The President shook his head in disbelief. "My God, if I remember my weights and measures correctly, there are about twenty-eight grams to the ounce."
"That's right, sir. One ounce of byzanium was worth one million four hundred thousand dollars. And that's at 1910 prices."
The President slowly stood up and gazed out the window. "What was Brewster's next move?"
"He turned over his information to the War Department." Seagram pulled out the folder on the funds for Secret Army Plan 371-990-R85 and opened it. "If they knew the full story, the boys over at CIA would be proud of their ancestor organization. Once the generals of the old Army Intelligence Bureau saw what Brewster was onto, they dreamed up the grandest double-cross of the century. Brewster was ordered to inform the Societe des Mines that he had identified the ore samples and bluff them into thinking he was going to form a mining syndicate and go after the byzanium on his own. He had the Frenchies by the balls, and they knew it. By this time, they'd figured that his directions to the outcropping were off the mark. No Brewster, no byzanium. It was that simple. They had no choice but to sign him on as chief engineer for a piece of the profits."
"Why couldn't our own government have backed a mining operation?" the President asked. "Why let the French into the picture?"
"Two reasons," Seagram replied. "First, since the byzanium was on foreign soil, the mine would have to be operated in secret. If the miners were caught by the Russians, the French government would get the blame, not the Americans. Second, the Congress in those days penny pinched the Army to death.
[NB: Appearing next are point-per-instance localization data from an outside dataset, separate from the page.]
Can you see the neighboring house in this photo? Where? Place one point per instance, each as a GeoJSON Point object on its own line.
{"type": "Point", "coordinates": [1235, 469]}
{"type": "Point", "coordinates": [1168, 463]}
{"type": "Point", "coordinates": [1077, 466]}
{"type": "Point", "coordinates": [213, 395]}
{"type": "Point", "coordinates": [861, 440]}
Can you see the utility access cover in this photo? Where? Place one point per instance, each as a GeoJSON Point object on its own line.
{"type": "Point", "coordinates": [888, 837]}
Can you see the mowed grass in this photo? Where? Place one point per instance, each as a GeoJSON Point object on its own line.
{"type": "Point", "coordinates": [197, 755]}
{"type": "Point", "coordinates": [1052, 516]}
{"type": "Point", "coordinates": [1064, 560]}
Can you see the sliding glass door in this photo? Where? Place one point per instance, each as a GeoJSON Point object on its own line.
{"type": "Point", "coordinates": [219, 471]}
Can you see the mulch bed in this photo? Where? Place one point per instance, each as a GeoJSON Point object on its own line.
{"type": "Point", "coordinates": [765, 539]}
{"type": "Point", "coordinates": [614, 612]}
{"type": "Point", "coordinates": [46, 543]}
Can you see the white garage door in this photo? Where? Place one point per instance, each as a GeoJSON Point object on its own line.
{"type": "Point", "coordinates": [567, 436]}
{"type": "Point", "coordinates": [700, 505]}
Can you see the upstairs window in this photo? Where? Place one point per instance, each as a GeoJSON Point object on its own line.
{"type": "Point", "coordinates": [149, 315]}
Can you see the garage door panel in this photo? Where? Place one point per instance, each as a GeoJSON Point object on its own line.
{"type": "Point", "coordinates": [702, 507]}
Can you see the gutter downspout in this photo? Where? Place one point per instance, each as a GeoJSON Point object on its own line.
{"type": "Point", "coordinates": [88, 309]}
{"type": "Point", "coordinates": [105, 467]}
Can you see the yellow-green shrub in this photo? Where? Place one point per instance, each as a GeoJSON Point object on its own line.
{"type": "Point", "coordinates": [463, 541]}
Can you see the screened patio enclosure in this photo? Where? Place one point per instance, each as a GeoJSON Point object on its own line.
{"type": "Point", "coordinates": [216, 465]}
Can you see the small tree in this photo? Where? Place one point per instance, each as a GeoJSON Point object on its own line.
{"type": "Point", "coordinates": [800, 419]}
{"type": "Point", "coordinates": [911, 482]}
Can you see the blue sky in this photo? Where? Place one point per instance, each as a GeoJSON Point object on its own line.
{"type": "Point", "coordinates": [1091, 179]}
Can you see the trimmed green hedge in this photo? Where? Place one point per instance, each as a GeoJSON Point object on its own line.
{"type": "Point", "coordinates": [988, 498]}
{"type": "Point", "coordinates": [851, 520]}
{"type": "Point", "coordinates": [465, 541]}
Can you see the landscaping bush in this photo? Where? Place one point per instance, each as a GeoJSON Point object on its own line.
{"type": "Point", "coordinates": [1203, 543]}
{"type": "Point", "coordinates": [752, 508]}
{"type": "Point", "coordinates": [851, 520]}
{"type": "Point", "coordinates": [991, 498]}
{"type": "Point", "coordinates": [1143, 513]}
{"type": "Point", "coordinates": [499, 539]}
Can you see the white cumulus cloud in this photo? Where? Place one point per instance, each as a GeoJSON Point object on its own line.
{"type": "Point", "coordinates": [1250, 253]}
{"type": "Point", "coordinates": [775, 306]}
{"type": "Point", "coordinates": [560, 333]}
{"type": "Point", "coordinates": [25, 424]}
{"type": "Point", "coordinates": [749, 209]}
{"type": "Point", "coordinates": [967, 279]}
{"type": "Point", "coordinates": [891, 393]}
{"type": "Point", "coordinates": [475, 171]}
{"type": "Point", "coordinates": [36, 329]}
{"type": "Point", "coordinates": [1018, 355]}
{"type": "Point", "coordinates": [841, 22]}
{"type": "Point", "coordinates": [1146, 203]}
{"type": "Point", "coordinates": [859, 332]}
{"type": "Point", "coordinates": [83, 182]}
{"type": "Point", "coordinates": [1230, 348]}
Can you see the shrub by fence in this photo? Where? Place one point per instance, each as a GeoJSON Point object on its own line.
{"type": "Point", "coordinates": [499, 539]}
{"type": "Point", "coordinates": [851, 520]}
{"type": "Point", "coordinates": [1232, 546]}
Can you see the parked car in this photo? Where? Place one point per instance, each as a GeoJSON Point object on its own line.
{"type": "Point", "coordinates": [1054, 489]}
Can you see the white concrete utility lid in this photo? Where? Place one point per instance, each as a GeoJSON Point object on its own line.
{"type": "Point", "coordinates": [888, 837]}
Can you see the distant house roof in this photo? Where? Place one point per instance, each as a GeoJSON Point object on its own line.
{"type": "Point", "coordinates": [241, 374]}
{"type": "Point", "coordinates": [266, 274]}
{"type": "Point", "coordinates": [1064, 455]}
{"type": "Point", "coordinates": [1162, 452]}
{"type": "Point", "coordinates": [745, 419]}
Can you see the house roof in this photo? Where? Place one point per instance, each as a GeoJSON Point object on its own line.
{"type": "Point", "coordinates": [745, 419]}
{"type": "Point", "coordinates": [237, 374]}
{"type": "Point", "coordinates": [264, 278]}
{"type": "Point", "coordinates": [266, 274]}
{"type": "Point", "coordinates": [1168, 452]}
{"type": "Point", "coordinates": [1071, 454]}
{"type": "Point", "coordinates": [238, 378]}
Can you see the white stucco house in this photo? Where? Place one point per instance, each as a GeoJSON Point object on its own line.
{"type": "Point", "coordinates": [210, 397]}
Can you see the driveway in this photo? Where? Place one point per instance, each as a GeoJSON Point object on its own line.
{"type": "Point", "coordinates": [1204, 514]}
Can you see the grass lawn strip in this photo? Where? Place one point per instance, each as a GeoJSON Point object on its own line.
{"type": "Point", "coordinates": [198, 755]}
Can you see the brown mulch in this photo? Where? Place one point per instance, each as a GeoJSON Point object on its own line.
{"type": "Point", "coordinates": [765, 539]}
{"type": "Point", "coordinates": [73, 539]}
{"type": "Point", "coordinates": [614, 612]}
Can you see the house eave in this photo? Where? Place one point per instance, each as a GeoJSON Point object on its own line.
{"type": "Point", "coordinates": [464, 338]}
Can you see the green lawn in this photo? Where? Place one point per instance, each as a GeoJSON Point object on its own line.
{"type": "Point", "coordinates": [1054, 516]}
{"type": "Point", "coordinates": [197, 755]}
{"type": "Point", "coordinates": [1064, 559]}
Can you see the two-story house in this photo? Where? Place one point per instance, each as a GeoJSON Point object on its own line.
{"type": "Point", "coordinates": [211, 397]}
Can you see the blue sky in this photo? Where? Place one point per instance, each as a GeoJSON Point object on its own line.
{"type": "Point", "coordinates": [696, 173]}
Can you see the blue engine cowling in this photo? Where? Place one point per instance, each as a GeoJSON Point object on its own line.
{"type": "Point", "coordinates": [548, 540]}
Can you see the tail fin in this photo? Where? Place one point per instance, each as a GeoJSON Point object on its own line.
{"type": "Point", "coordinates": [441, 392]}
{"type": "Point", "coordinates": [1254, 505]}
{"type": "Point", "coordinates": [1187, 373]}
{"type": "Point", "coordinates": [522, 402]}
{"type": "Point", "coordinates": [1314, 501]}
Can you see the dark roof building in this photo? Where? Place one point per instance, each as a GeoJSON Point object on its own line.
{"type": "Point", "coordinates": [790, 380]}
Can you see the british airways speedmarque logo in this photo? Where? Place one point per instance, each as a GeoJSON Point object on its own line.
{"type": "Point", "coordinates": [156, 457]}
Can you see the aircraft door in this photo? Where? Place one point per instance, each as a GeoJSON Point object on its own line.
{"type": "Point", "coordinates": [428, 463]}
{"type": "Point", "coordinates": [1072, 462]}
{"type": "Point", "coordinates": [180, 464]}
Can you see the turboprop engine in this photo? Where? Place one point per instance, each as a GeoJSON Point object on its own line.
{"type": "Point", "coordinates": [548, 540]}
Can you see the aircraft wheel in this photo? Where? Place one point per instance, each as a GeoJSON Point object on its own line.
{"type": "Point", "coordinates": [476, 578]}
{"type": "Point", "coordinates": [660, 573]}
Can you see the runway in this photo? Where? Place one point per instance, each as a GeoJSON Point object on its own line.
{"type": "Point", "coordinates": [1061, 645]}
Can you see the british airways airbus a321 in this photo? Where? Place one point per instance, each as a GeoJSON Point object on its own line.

There were simply not enough funds to include a mining venture in the Arctic, regardless of the potential profit."
"It would seem the French were playing against a stacked deck."
"It was a two-way street, Mr. President. There was no doubt in Brewster's mind that once he opened the Bednaya Mountain Mine and began shipping the ore, he and his crew of men would be murdered by paid assassins of the Societe des Mines de Lorraine. That was obvious from the Society's fanatical insistence on secrecy. And one other little matter. It was the French and not Brewster who masterminded the Little Angel Mine tragedy."
"You have to give them credit for playing a good game," said Donner. "The Little Angel hoax was the perfect cover for eventually killing off Brewster and his entire crew. After all, how could anyone be accused of murdering nine men in the Arctic when it was a matter of public record that they had all died six months earlier in a Colorado mining accident?"
Seagram continued, "We're reasonably certain that the Societe des Mines spirited our heroes to New York in a private railroad car. From there, they probably took passage on a French ship under assumed names."